While the ADA does have some remarkably precise specifications, much of the work done by the statute is in the concept of “reasonable accommodation.” There are three categories of reasonable accommodation:

  1. “modifications or adjustments to a job application process that enable a qualified applicant with a disability to be considered for the position such qualified applicant desires; or
  2. modifications or adjustments to the work environment, or to the manner or circumstances under which the position held or desired is customarily performed, that enable a qualified individual with a disability to perform the essential functions of that position; or
  3. modifications or adjustments that enable a covered entity's employee with a disability to enjoy equal benefits and privileges of employment as are enjoyed by its other similarly situated employees without disabilities.”

So, for example, an employer would be required to provide large font or otherwise accessible materials for an employee with a print disability. Although these categories deal with employment, the principles in them can be generally applied.

Additionally, the ADA requires qualified businesses to provide the capacity to effectively communicate with qualified individuals. However, this can take many forms.

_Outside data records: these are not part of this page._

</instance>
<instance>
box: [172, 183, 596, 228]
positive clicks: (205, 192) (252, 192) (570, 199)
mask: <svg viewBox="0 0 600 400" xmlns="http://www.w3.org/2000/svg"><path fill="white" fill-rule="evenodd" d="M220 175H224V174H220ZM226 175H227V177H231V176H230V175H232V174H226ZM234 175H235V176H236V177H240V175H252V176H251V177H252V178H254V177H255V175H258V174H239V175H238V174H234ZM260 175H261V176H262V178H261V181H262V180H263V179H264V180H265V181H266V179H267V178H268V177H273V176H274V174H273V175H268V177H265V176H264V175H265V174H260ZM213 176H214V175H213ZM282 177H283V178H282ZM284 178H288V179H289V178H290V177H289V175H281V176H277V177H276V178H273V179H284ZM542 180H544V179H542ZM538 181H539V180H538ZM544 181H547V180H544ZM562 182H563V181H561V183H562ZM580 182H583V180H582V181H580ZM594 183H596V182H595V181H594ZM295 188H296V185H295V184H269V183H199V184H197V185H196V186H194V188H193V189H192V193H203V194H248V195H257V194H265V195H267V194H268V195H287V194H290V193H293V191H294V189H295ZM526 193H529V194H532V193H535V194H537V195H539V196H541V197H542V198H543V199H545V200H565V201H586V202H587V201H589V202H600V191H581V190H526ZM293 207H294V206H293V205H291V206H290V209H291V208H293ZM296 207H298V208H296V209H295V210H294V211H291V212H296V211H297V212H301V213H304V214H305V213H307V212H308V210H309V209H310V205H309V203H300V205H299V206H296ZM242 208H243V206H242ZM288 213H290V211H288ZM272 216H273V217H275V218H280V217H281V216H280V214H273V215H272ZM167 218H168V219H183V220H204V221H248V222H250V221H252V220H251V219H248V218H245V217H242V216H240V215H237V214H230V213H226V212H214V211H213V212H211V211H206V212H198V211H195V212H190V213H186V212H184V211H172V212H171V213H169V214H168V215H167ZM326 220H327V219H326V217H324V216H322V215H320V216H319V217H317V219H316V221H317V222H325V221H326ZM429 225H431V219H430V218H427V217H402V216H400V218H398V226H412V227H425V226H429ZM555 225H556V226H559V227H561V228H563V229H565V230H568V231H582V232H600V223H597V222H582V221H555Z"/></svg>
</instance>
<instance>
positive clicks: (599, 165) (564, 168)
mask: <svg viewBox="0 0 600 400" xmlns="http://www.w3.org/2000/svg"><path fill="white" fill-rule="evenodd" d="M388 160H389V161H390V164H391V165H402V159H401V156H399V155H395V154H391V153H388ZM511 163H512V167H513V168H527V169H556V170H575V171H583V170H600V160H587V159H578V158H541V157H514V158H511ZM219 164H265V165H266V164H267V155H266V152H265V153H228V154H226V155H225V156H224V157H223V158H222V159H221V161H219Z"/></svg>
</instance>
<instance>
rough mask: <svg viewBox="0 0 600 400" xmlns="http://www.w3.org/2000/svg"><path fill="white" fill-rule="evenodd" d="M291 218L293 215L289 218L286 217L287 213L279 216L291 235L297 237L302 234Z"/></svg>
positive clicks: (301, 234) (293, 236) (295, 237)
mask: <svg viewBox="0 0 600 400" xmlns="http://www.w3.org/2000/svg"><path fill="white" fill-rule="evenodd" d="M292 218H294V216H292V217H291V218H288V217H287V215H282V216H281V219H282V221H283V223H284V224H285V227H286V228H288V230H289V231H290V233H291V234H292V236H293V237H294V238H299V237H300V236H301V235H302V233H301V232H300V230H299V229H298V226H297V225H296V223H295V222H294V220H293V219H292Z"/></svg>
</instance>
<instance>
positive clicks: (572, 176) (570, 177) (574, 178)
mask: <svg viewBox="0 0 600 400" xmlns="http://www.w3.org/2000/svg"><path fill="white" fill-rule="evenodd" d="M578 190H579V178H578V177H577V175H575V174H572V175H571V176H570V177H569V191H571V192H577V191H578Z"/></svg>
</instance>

How do ADA and AODA compare?

While the government can and does seek to enforce the ADA, the law also creates “private rights of action” which allow citizens to seek redress against entities not in compliance with the ADA. The employers and service providers are supposed to take proactive measures to comply with the ADA, given the reasonableness standard. This means that AODA is more proactive while ADA is retroactive. AODA sets a significant number of standards with which the institutions are asked to comply while ADA is largely reliant on user feedback/complaints in order to implement accessibility changes.

What kind of examples have the libraries in the United States developed to make electronic resources accessible?

Planning for access to electronic resources as they are being developed can be easier and therefore less expensive than developing accommodation strategies once a person with a disability needs access. When design decisions are made to ensure that electronic resources are accessible to people with a wide range of abilities, disabilities, and other characteristics, the process is called “universal design.” Considered user characteristics include, but are not limited to, age, race/ethnicity, size, gender, native language, and level of ability to move, hear, or see. Universal design is defined by the Center for Universal Design (CUD) at North Carolina State University as “the design of products and environments to be usable by all people, to the greatest extent possible, without the need for adaptation or specialized design.” At CUD, architects, product designers, engineers, and environmental design researchers established a set of principles that can be used to design environments, products, and information resources.